There are many reasons to write Morning Pages.

Lately, I find that they are a great tool for practicing mindfulness. My focus is not as laser sharp as I want it to be these days, to say the least. Pretty sure I’ve rewired my brain to look for the next shiny thing on Twitter or Facebook which is not the best result for a writer.

In meditation, my mind wanders over and over again. The practice is noticing when that happens and coming back to my breath or body or mantra or sounds. Writing morning pages I feel the impulse to lift my pen over and over again before I get to the end of my three, handwritten pages. When I lift my pen, my mind drifts. When my mind drifts it is oh so easy and tempting to reach for my phone or click on a tab on my laptop.
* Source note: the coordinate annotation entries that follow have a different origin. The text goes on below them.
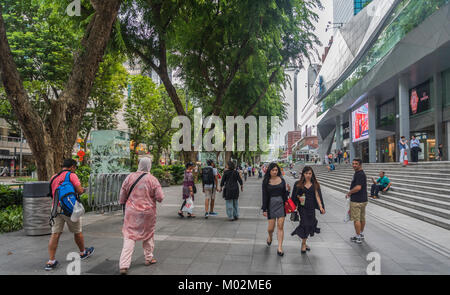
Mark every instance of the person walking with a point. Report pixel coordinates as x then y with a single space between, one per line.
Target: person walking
68 171
209 183
230 181
139 193
188 188
415 149
275 194
358 200
381 184
245 171
440 152
403 146
307 197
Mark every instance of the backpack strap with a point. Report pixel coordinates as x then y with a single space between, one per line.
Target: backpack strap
131 189
50 194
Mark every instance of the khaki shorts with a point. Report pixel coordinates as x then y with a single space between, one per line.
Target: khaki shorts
60 220
210 193
358 211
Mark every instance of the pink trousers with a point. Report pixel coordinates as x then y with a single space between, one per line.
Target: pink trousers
128 248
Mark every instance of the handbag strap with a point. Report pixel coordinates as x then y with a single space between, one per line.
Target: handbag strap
134 184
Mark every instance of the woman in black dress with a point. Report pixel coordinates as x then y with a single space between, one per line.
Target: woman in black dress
275 194
307 197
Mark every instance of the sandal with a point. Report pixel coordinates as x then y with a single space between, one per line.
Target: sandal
153 261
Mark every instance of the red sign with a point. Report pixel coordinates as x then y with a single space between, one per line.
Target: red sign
81 155
414 101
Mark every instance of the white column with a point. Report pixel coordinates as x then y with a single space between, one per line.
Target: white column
403 101
352 146
372 130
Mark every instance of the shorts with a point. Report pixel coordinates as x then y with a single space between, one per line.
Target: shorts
358 211
60 220
210 193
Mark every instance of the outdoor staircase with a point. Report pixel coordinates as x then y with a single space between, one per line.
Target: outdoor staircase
419 190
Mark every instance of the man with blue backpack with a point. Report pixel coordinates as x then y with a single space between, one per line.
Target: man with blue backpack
64 189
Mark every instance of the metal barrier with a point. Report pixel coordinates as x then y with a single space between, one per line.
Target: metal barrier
104 191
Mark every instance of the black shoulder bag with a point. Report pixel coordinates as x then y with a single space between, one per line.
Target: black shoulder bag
131 189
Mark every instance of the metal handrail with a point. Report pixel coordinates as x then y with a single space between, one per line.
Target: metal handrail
104 191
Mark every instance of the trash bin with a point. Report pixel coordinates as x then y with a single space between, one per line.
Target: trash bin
37 208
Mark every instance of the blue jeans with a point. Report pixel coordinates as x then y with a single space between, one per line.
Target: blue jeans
232 208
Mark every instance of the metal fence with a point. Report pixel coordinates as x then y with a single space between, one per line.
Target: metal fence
104 191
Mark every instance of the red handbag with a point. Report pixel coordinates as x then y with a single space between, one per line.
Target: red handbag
289 206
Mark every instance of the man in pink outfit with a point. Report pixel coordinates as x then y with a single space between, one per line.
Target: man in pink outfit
140 192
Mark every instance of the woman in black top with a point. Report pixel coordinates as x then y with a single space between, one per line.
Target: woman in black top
275 194
307 197
230 180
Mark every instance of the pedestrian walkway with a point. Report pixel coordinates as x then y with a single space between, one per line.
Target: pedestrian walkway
217 246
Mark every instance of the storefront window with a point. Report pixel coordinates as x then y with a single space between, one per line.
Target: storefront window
446 87
419 99
386 113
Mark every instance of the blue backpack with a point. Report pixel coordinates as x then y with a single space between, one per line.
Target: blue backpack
66 195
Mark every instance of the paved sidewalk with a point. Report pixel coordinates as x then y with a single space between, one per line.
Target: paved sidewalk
218 246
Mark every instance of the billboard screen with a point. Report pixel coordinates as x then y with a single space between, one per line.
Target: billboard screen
360 123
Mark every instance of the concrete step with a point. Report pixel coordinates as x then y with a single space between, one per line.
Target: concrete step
433 185
418 214
397 188
431 173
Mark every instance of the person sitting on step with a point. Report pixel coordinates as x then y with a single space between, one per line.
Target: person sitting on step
381 184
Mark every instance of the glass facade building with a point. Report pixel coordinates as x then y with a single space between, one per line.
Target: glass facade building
358 5
395 58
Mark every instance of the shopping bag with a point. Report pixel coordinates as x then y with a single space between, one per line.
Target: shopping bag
189 206
78 211
347 210
289 206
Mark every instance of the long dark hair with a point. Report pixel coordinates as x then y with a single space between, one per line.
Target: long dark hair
267 175
301 182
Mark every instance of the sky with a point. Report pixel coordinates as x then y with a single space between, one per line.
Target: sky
325 15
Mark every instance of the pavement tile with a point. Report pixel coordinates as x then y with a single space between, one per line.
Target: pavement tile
202 268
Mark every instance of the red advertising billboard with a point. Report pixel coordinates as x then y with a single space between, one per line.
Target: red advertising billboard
360 123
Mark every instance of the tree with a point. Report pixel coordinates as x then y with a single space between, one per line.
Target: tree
141 102
106 98
161 130
52 139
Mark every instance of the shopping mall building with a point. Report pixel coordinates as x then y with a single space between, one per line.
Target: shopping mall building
387 75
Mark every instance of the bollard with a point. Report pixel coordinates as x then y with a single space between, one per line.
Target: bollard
36 208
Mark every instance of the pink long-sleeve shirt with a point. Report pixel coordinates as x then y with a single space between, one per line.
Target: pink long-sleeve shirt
140 214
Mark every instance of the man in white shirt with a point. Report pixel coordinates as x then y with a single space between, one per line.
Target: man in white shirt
210 185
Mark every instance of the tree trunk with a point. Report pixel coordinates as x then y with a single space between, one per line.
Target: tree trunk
53 140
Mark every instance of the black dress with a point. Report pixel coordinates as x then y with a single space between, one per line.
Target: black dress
274 197
308 221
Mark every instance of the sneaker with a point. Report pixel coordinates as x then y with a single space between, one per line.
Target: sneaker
356 239
87 252
50 266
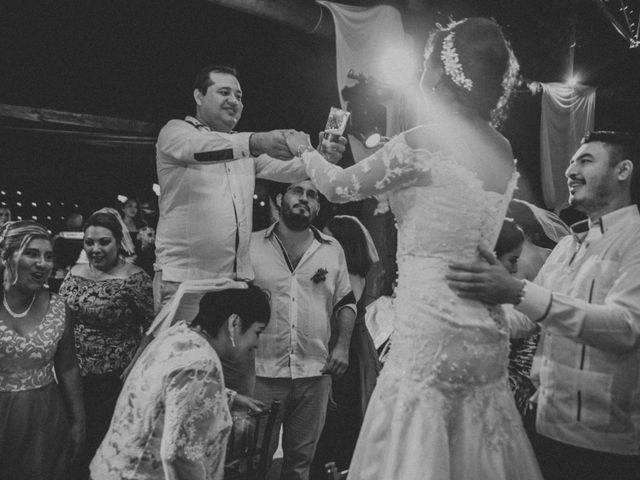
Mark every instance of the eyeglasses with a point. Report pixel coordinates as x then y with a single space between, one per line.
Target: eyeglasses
299 191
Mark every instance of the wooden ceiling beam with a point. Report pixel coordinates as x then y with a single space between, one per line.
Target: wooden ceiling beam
55 117
306 16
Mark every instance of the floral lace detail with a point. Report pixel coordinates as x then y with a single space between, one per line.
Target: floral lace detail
447 366
26 362
394 166
173 405
109 317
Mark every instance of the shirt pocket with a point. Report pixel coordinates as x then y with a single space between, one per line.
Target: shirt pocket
598 280
594 398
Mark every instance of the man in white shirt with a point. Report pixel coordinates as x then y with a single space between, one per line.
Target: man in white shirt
586 299
306 275
206 173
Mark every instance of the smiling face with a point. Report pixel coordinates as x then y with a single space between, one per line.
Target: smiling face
101 248
592 180
130 209
300 205
34 265
220 108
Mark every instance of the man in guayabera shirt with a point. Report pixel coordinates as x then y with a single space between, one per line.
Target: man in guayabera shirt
207 173
586 301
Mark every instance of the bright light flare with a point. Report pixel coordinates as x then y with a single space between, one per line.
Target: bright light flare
573 81
396 67
372 140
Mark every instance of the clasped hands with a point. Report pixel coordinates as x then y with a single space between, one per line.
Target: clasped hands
485 279
286 144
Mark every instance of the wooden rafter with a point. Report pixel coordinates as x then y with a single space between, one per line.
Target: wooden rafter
55 117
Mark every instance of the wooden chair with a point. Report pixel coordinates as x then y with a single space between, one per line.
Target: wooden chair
333 473
248 445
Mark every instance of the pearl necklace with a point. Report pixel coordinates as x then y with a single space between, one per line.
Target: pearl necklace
14 314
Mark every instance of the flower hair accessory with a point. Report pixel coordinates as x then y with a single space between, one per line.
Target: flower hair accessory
451 63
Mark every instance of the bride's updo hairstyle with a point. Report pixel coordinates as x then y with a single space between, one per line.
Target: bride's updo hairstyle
479 65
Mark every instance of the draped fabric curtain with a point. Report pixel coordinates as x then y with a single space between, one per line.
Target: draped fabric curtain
362 35
567 114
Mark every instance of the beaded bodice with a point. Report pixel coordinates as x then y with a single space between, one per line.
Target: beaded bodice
443 214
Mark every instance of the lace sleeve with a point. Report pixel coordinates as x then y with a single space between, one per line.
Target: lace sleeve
194 412
394 166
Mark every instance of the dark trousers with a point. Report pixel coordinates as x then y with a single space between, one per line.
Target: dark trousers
100 396
559 461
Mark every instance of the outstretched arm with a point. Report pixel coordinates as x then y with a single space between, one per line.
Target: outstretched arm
394 166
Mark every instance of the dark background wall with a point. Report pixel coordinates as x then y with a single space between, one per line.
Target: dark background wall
137 60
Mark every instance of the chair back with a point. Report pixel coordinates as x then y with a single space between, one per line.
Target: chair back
248 444
333 473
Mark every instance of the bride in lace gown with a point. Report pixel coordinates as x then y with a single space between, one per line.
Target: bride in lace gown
442 408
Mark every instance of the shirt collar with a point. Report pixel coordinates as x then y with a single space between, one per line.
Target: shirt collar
317 234
604 224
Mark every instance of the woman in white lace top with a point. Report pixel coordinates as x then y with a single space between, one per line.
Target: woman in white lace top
172 418
442 408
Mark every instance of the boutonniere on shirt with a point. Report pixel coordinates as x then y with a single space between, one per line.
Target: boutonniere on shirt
320 275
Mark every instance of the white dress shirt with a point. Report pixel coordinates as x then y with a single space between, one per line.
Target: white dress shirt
207 181
295 343
587 365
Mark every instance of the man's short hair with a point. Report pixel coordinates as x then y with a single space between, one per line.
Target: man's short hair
621 146
250 304
203 78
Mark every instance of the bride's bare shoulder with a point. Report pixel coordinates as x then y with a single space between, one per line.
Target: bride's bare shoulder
423 137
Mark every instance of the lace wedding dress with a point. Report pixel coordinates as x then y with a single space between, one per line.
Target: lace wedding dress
442 408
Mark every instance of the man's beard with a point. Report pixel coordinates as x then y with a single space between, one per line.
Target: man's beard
295 221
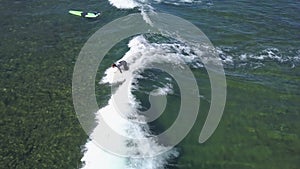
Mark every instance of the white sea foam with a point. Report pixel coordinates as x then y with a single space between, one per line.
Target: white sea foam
124 4
122 108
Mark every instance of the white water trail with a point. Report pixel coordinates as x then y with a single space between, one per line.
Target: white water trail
141 54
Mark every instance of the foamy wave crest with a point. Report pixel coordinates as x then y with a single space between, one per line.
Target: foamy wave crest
129 122
183 2
127 4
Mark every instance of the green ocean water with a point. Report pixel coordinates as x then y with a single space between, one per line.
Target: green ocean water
260 127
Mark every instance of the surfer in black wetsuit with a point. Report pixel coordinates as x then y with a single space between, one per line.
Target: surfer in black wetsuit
121 63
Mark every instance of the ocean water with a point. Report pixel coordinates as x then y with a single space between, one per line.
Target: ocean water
258 44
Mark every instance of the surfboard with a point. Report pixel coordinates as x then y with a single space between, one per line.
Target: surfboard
85 14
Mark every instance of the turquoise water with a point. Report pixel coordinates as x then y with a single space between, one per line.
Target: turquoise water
259 43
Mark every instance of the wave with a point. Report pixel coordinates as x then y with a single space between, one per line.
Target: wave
130 4
259 59
130 123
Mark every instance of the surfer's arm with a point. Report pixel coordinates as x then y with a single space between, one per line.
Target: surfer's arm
119 69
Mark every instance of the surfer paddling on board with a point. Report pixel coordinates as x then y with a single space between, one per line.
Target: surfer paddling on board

When I feel that impulse I just keep the pen moving In fact, I actually write, “just keep writing.” I feel the ink flowing across the surface. I hear the sound of the pen scratching against the paper. I see the trail of pink left behind. At this point, the words don’t even matter.

What matters is staying present.

What matters is not letting my hand lift, not letting my mind wander. Not checking my phone.

What matters is rewiring my brain to stay on the page, to stay in the moment.

As with meditation, keeping my hand moving, connecting to all the senses as I write leads me gently into that “serene encounter with reality.”